HALOTESTIN - PROFILE
Halotestin was launched on the market in 1957 by Upjohn
Fluoxymesterone was launched on the American market in 1957 by the Upjohn laboratory under the trade name Halotestin, a name that enshrined this steroid among bodybuilders and strength athletes.
It is a low anabolic hormone, but very androgenic, and considered the steroid that most increases aggressiveness. It is an alpha-alkylated oral 17 steroid, considered the most hepatotoxic among steroids. It is a derivative of methyltestosterone (oral testosterone 17aa) made to potentiate its androgenic effects and not undergo aromatization, but it still converts to DHT. As it does not flavor and provides quality gains, experienced bodybuilders usually use this drug at the end of the pre-contest period, in the last few weeks, in doses ranging from 20 to 40mg per day, aiming to increase performance in training in the most difficult phase of preparation . Due to its hepatotoxicity it is not recommended to use for more than 4-6 weeks.

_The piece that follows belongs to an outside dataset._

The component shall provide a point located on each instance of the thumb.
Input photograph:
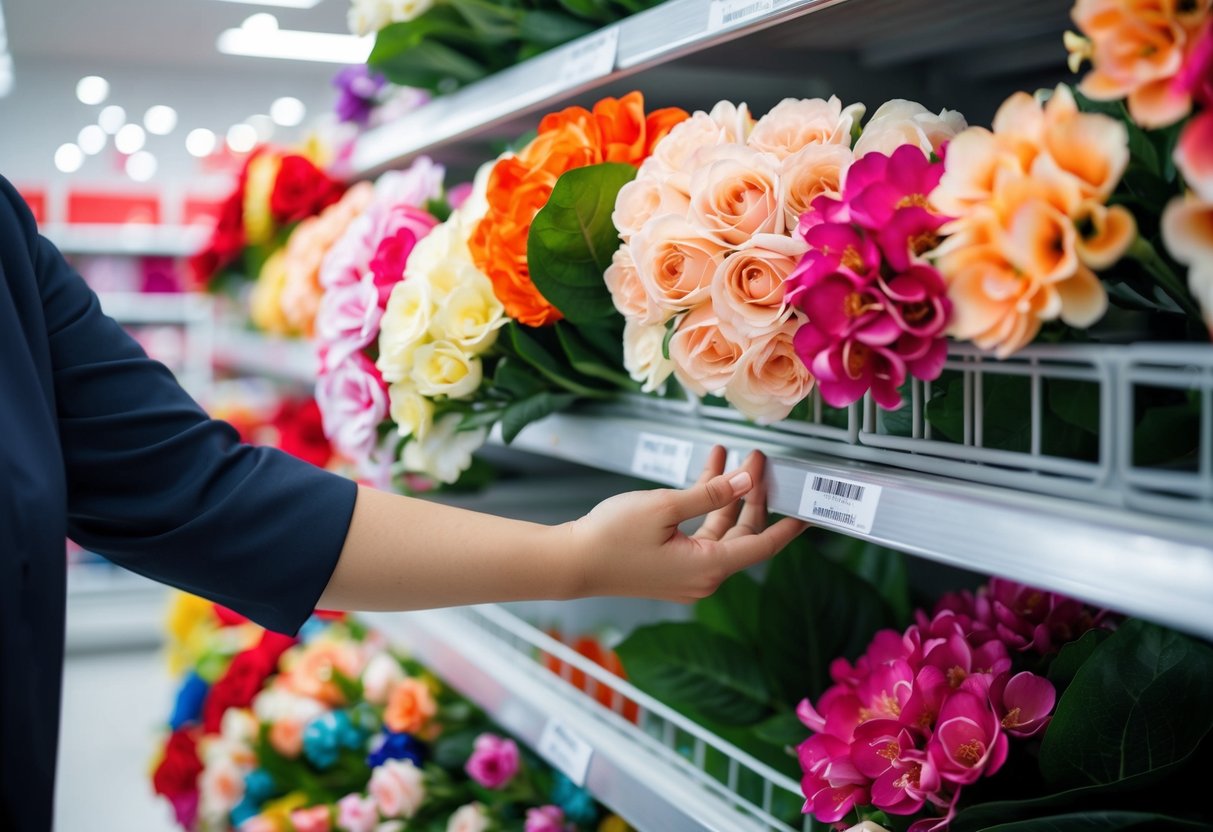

Fluoxymesterone is also known to increase red blood cells more than most steroids. In addition to increased aggression and strength, this motif also makes it a drug of interest for wrestlers and rugby or football players. Due to its highly androgenic nature, Halotestin should be avoided by women due to the high risk of virilization, although it has therapeutic use to treat breast cancer. Its use in the medical clinic for androgen replacement in men is unusual, since there are better and less aggressive alternatives (testosterone). Halotestin has low commercial availability on the black market and little used by bodybuilders here in America.